Enterprises are increasingly implementing data warehouse architectures using multiple production systems to meet the higher business needs of availability and performance. These dual-active system environments use a secondary production system to provide high availability, immediate fail-over for disaster recovery, and load balancing of data warehouse processes. In order for both systems to be used simultaneously, dual-active systems need a data synchronization method to keep each system up to date with the latest data at roughly the same time. When working with Teradata data warehouses, dual load can be used for data synchronization with low-latency requirements.
In this article, we'll compare some data synchronization methods and explain why dual load is recommended for dual-active configurations. We'll describe the characteristics of a dual-load system at a high level, with emphasis on dual-load monitoring and the Teradata Multi-System Manager (TMSM). Finally, we'll show you how to use the Teradata Connector's TMSM integration features to enable monitoring in your dual-load environment.
Data synchronization methods
There are many ways to synchronize data for multi-system configurations. The following methods are the most commonly used:
- Table copy, which uses backup/archive/restore utilities or Teradata FastExport, FastLoad, BTEQ, or Teradata Parallel Transporter (TPT) scripts to perform a partial or full table copy. It provides the data synchronization solution when the data latency between the systems can be up to hours or days.
- Replication services, which requires the initial full table copy and incremental delta data update. The delta updates are provided through Teradata's partner company GoldenGate. GoldenGate provides a change data capture solution for Teradata databases. GoldenGate keeps each system synchronized by capturing data changes of one system and applying them to the other. It provides a low-latency solution for low and medium data volumes.
- Dual load, which uses an extract, transform, and load (ETL) tool to load a large amount of data into multiple systems in parallel. Dual load is the best option for loading dual systems with a large volume of external data feeds and low-latency data synchronization requirements, which is typically the case for mission-critical data and applications in a dual-active system.

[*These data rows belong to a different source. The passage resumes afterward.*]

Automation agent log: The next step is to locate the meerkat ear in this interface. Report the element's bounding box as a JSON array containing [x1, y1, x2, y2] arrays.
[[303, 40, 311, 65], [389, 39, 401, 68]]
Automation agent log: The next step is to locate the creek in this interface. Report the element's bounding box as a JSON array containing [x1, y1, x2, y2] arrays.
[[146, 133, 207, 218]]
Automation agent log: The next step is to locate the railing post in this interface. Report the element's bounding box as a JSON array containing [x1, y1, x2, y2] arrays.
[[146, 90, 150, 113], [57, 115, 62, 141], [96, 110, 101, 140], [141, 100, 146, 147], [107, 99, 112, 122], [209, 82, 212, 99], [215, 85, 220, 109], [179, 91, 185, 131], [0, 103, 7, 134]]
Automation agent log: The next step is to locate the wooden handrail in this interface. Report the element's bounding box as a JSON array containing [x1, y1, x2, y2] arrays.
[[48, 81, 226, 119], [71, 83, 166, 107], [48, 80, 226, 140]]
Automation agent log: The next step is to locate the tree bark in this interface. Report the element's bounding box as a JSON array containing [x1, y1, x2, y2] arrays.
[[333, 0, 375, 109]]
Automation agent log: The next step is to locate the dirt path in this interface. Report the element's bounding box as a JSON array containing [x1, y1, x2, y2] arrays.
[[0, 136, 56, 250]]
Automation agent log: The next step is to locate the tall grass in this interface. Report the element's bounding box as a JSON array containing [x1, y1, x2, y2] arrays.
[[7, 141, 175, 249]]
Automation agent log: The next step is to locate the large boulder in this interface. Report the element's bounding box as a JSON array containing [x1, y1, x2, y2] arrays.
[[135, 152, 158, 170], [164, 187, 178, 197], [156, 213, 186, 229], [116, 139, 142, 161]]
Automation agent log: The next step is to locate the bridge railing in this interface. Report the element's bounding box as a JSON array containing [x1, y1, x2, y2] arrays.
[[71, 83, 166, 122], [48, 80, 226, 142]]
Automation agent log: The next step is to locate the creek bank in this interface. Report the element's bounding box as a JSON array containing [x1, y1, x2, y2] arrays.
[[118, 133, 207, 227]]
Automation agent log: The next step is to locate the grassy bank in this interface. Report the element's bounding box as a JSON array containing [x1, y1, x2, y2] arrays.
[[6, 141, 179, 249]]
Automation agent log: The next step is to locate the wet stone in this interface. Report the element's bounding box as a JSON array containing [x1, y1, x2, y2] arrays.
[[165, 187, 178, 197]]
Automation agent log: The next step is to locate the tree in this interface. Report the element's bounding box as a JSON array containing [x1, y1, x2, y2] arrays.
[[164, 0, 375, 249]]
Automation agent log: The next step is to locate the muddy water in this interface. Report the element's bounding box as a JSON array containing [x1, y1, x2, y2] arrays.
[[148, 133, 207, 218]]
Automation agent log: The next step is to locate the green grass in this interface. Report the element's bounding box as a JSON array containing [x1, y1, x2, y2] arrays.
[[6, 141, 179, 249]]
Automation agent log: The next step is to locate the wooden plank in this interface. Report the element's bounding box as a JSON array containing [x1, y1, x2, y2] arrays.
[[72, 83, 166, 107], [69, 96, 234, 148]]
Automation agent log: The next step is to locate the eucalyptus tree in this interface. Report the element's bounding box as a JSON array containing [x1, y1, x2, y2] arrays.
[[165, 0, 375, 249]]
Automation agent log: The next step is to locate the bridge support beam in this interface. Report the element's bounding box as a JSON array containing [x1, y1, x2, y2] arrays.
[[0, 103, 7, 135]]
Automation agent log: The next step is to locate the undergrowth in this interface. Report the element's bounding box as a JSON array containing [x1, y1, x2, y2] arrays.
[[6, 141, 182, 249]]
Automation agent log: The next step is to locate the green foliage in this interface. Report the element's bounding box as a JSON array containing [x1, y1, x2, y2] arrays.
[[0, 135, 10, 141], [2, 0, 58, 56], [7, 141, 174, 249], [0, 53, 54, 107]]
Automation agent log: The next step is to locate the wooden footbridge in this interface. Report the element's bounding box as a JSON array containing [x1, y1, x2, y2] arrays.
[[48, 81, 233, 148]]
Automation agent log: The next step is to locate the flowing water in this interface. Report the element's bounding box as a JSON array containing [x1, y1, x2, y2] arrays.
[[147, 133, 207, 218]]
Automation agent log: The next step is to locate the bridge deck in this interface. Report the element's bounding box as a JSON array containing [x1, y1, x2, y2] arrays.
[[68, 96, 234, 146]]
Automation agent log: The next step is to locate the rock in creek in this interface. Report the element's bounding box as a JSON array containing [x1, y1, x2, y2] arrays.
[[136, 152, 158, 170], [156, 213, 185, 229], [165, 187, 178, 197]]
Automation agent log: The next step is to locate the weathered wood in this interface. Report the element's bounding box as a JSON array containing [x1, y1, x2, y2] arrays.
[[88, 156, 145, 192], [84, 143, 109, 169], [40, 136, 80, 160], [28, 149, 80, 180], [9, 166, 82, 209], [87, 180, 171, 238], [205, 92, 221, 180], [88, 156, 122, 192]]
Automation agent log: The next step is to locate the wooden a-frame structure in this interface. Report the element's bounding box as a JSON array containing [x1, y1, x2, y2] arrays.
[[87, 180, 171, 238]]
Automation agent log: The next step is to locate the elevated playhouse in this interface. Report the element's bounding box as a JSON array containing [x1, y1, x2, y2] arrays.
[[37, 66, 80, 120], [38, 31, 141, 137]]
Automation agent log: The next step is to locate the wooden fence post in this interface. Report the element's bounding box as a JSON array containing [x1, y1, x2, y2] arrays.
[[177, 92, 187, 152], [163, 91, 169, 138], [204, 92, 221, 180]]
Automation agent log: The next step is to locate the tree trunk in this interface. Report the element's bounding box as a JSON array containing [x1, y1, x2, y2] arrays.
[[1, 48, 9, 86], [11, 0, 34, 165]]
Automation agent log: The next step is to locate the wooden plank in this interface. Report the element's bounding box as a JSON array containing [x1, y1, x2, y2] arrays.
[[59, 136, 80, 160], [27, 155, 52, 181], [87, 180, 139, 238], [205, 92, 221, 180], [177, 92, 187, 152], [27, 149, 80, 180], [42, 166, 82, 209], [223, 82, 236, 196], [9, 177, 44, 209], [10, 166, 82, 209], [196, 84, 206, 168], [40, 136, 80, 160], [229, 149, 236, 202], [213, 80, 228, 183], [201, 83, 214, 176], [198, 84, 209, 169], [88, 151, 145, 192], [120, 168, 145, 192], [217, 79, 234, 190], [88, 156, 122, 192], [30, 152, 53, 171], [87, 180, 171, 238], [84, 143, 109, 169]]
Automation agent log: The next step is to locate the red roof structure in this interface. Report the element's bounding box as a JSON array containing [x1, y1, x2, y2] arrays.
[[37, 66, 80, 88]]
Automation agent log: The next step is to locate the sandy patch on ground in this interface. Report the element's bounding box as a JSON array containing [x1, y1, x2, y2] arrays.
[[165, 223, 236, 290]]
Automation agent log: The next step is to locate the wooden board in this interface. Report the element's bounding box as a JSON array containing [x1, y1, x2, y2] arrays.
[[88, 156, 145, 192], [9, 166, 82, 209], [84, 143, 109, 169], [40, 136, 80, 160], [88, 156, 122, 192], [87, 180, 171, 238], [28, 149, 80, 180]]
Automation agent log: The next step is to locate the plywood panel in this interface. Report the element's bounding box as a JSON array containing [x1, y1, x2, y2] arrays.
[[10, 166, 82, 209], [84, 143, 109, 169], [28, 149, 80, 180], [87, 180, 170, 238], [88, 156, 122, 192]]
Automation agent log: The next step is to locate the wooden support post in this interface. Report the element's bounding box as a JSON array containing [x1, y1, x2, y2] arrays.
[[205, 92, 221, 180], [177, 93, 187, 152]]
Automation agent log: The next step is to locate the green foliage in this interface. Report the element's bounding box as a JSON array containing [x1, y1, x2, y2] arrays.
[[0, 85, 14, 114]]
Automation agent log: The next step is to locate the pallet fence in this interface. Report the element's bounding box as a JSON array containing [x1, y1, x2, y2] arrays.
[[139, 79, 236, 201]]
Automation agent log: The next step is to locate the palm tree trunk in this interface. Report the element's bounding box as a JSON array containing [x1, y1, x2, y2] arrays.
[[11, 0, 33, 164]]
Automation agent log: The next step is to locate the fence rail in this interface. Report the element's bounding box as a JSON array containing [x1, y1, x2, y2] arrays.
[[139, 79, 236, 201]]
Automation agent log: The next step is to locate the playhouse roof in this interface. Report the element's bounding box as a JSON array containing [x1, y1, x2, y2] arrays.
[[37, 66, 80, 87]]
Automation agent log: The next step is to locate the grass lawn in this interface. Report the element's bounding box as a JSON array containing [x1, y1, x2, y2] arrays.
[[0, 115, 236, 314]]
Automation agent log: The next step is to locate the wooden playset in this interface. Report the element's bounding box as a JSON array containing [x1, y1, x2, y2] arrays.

Choosing the right method is an important decision for an enterprise, and it's likely you'll employ not just one but many of these methods based on your specific business needs. You'll want to look at many variables to decide the right one to use for each of your data warehouse's requirements. For example, you'll want to consider frequency of data change, latency goals, system size, implementation effort, existing source and load processes, and other factors to determine the correct strategy.
Why dual load?
For synchronization of large volumes of data with low latency, the preferred method is dual load. The goal behind dual load is to minimize the user's view of data latency between multiple systems. Each system in the environment is simultaneously loaded with the same data by an ETL application and from a single-source extraction. In a data warehouse, we typically see large amounts of data regularly loaded, but the data already residing in the warehouse (used for historical reporting and analysis) doesn't change often. For loading this type of data, like tables with large daily batches, dual load is the most resource-efficient way to ensure data availability on both systems. The ETL application needs to extract and transform the data only one time in the load process, then use that single source of data for loading into each system. For other types of data in your warehouse, where latency may not be as important, table copy or replication would do the job and with less effort than implementing synchronization of that data as part of a dual load. Dual load is used for high-volume and low-latency feeds, but can (and probably will) co-exist with other synchronization techniques in your warehouse.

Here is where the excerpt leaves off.